Un gestionnaire pour les dons industriels aux plus précarisés

Plus de 600 palettes stockées à Anvers attendent d'être données à des organismes d'aide.  ©© Jonas Roosens

Depuis près de quatre ans, l'ASBL Goods to Give joue les passerelles entre les mondes industriel et caritatif. Sa mission: récolter les produits non-alimentaires donnés par les entreprises et les distribuer aux associations.

Un gigantesque entrepôt logé dans le port d'Anvers. À l'intérieur, des rangées interminables de rayons hauts de plusieurs mètres, sur lesquels s'entassent des palettes de produits divers.

L'une de ces allées sert à stocker plus de 600 palettes de produits d'hygiène et d'entretien, de pots de peinture, de chaussures, de matériel scolaire, de matelas ou de... cuvettes de WC. Que du neuf.

Depuis 2013, l'ASBL Goods to Give, qui s'inspire d'une initiative née trois ans plus tôt en France - l'Agence du Don en Nature (ADN) -, se consacre à la collecte de produits neufs non alimentaires invendus auprès des fabricants. L'association, qui loue des espaces à un gros logisticien américain, prend en charge le stockage et assure la redistribution des produits à des organisations sociales d'aide aux plus précarisés (CPAS, épiceries sociales, ONG...).

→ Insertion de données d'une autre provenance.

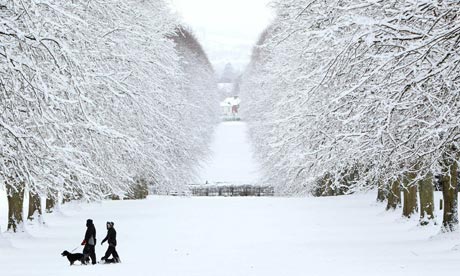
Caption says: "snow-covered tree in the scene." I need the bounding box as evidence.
[0,0,217,232]
[242,0,460,227]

"Nous avons créé cette ASBL en partant du constat qu'il y a trop de produits qui restent dans les entrepôts des entreprises. En Belgique, il y a pour 100 millions d'euros de valeur de marché en surplus de stocks", explique Isaline Desclée, directrice de Goods to Give.

L'association, qui tourne avec quatre salariés, travaille aujourd'hui avec un réseau de 270 organisations actives partout en Belgique. Celles-ci prennent leurs commandes en consultant le site internet, où les stocks disponibles sont régulièrement mis à jour.

Les produits étant donnés, l'ASBL n'en recueille aucun revenu. Elle se finance par deux canaux. Une moitié de son budget est couverte par les dons de cinq mécènes: la banque Puilaetco Dewaay, le groupe de presse Mediahuis, le groupe GBL, la Fondation Carrefour et le gestionnaire de fonds CapitalatWork. Le reste provient d'une petite contribution des associations pour les produits donnés. La livraison de ceux-ci, facultative, est payante.

Responsabilité sociétale

Parmi la grosse trentaine d'entreprises partenaires - dont 15 à 20 fournisseurs réguliers -, on trouve quelques grands noms comme L'Oréal, Henkel, Procter & Gamble, Ikea ou encore Décathlon. Quel intérêt ont-elles à donner, sachant qu'elles doivent s'acquitter de 21% de TVA sur les produits donnés alors que leur destruction est déductible?

"Les entreprises sont de plus en plus conscientes de leur responsabilité sociétale, qui passe par la création d'une plus-value durable pour les consommateurs et pour la société. Et si nous avons choisi de confier nos donations à Goods to Give, c'est parce qu'elle est remarquablement organisée et agit en toute transparence. Nous savons où vont nos produits", dit Els Bruyninckx, porte-parole de Henkel.

L'apport de Goods to Give est de plus en plus substantiel. "En moins de quatre ans, nous avons redistribué des produits valant 7,5 millions d'euros en valeur de marché, qui ont permis d'aider 215.000 personnes. Et pour 2017, nous ambitionnons de redistribuer pour 3,3 millions d'euros et d'aider 230.000 personnes", souligne Isaline Desclée.

Le combat est loin d'être terminé: 21% de la population est exposée au risque de passer sous le seuil de pauvreté, un chiffre qui ne baisse pas. "Mon rêve, pour les années à venir, c'est que le réflexe de la donation devienne aussi naturel pour les entreprises que pour le particulier qui va déposer dans les conteneurs des associations les vêtements qu'il ne met plus", ajoute la responsable de Goods to Give.